We used to live on one of the oldest streets in the dead-center of Toulouse, a city in southwest France. In case you were unaware, the coffee in France generally sucks. Seriously, it’s not very good. But, in Toulouse, we were fortunate to have the city’s best espresso just a 5-minute walk from our front door. (If you’re ever there, go to Square Charles-de-Gaulle. You’ll find an espresso machine on a bike. Ask for “Figgy”—tell him I sent you.)
One morning I was in desperate need for coffee that didn’t suck. And, as it looked quite nice outside, I figured I’d grab a camera and take some shots on my way to see Figgy.
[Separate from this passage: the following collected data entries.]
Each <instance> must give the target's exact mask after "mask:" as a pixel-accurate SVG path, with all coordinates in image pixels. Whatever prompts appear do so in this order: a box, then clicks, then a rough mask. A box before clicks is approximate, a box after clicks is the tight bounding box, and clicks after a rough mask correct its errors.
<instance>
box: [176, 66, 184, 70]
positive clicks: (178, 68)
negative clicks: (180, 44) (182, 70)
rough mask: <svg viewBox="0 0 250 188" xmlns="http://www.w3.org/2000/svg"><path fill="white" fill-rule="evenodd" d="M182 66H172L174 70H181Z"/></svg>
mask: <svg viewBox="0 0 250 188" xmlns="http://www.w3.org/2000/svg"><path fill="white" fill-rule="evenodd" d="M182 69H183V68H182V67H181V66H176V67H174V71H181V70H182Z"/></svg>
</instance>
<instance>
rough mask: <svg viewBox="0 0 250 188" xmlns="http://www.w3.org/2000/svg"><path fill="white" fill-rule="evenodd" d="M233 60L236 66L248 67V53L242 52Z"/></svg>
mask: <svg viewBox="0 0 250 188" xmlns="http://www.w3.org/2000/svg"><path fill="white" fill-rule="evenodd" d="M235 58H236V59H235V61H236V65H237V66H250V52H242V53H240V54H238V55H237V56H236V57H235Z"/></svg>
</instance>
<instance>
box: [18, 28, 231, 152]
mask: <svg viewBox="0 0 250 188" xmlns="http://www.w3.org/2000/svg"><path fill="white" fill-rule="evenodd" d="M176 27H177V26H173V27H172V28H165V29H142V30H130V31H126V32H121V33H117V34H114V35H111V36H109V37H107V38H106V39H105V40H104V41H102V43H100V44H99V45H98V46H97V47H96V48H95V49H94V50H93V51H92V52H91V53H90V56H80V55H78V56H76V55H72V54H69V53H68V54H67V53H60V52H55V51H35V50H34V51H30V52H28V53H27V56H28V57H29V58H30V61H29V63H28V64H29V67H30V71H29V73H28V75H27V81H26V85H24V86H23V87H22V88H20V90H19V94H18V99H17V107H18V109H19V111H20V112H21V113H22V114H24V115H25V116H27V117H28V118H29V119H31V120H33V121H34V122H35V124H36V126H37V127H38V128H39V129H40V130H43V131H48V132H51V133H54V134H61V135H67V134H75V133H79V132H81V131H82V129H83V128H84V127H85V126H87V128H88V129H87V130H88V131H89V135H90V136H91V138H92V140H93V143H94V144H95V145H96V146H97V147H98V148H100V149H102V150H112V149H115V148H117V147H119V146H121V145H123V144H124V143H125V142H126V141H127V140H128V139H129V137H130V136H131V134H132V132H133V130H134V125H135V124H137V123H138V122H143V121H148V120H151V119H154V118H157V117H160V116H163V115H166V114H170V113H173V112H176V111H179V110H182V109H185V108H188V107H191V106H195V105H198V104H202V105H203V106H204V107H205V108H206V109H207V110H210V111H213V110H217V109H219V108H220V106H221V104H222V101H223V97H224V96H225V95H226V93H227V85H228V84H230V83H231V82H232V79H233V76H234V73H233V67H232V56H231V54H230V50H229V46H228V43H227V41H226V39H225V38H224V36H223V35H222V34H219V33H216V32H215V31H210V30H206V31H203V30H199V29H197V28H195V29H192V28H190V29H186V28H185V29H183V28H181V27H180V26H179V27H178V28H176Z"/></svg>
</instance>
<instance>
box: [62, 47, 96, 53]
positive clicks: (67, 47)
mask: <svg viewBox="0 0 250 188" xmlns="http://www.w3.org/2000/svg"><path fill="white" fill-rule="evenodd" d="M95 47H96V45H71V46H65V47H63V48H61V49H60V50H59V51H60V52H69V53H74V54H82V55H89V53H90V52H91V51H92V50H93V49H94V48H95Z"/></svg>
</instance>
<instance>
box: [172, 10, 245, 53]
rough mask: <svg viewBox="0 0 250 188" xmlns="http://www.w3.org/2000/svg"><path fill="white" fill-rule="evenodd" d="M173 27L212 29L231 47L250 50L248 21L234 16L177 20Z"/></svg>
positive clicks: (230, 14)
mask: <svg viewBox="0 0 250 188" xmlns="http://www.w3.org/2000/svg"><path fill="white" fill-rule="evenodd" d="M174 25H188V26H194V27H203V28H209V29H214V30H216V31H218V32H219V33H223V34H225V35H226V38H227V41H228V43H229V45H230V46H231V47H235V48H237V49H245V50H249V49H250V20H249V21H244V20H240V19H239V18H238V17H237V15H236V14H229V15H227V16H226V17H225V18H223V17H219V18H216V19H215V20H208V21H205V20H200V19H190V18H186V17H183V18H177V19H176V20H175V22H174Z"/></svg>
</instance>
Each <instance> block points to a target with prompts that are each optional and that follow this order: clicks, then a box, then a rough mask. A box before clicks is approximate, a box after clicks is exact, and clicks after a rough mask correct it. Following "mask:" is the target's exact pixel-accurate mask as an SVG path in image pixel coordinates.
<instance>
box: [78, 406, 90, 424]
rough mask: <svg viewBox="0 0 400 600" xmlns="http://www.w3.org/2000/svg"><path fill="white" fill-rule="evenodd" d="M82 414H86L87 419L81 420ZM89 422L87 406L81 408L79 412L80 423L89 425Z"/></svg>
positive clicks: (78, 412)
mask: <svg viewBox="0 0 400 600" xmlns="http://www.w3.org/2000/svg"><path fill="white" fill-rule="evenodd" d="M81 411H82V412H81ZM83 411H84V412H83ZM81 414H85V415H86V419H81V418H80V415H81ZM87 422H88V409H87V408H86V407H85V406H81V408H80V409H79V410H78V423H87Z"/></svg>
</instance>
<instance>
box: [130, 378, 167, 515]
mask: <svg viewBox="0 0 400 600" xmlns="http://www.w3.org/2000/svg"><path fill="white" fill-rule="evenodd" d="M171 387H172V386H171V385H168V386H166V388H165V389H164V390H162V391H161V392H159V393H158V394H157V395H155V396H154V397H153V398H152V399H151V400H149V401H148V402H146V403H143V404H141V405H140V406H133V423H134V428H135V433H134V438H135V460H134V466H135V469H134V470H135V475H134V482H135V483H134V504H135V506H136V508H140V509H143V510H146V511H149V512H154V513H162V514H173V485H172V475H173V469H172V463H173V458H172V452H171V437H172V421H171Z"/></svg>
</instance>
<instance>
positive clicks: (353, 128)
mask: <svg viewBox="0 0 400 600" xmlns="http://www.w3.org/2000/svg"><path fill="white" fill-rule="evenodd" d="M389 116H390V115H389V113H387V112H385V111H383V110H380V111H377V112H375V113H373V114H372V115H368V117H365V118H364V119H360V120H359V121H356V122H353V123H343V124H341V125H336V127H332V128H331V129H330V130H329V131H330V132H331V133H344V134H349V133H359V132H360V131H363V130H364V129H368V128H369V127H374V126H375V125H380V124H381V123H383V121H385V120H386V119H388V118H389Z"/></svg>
The intention was to make some more photos for my “Forgotten” series—my splitter, double-exposure, in-desperate-need-of-a-shorter-description, street photo series.
So, I grabbed one of my 35mm cameras. It was an SLR that has a built-in double exposure mechanism. It also happens to be a very highly regarded model in the world of 35mm film cameras. Its center-weighted metering and exposure compensation make it good for splitter photography. But, a lot of my SLR’s are good for splitter photography. So, let’s be honest, it already had film in it, making it preferable. When using splitters, you control the fade between the two exposures using aperture (think DoF and CoC). Wide-angle lenses often give too little fade, and telephotos give too much; so, I grabbed one with a “normal” focal length for maximum control.
When I got to the coffee bike, I was immediately asked if I wanted a double-shot; because Figgy gets me. He really does. Then, while enjoying my coffee, he introduced me to Mathilde—at least, that’s what we’ll call her as I don’t remember her actual name. As it turns out Mathilde is also a photographer who likes Figgy’s coffee. As it also turns out, Mathilde’s camera brand of choice matched the brand I happened to grab that day.
I should mention that I’m brand agnostic, and that in 35mm I’ve used, owned, and been happy with most major brands. Hell, I’m digital-film agnostic. While I choose to work with film, what matters to me is the final image. Derrida be praised.
At any rate, Mathilde approved of my camera body, for what it’s worth; as if the same engineers who made her full-frame digital were the same ones who designed my 70’s reflex. I thought I had escaped the camera-gear-brand debate. I was going to ask her what kind of photos she made; but, apparently, she hadn’t completely signed-off on my kit.
“Wait, what lens do you have on there?” (Splitters in Cokin filter holders don’t make it easy to eye one’s optic’s specs.)
“Oh it’s a [normal focal length lens, with a modest aperture].”
She, then, sipped her coffee and let slip a tiny noise of photographic Bourgeoisie. It was clear that she did not approve and that my work was clearly no threat to her photographic oeuvre.
“I take it you typically shoot with faster lenses?”
“Yes, I only use fast glass. But, I do this professionally.”
As mentioned, with splitter work, one controls the fade between the two exposures using aperture. For my street photos with a normal focal length I don’t open wider than f/4, else there’s too much blur between the two sides. Opening wider than f/2 results in images almost identical to using no splitter at all. Typically, I shoot this series at f/5.6. The lens I had chosen to shoot with that day opens (slightly) more than f/4, making it fine for the photos I was making. One of these photos may have been taken on that walk, I don’t remember. I can tell you that different brand-model-lens combinations are represented.
It’s insane that sometimes we talk about gear before first discussing the images we want to create. Gear should serve the image, but all too often we shoot photos to show off the gear. I love my cameras, and their quirks. But, in the end, capital “P” Photography is about the images. Whether they are made with a wide aperture, a small one, plastic optics, or a sonnar who’s elements were molded in the sun by Ra himself; we mustn’t lose focus on the image.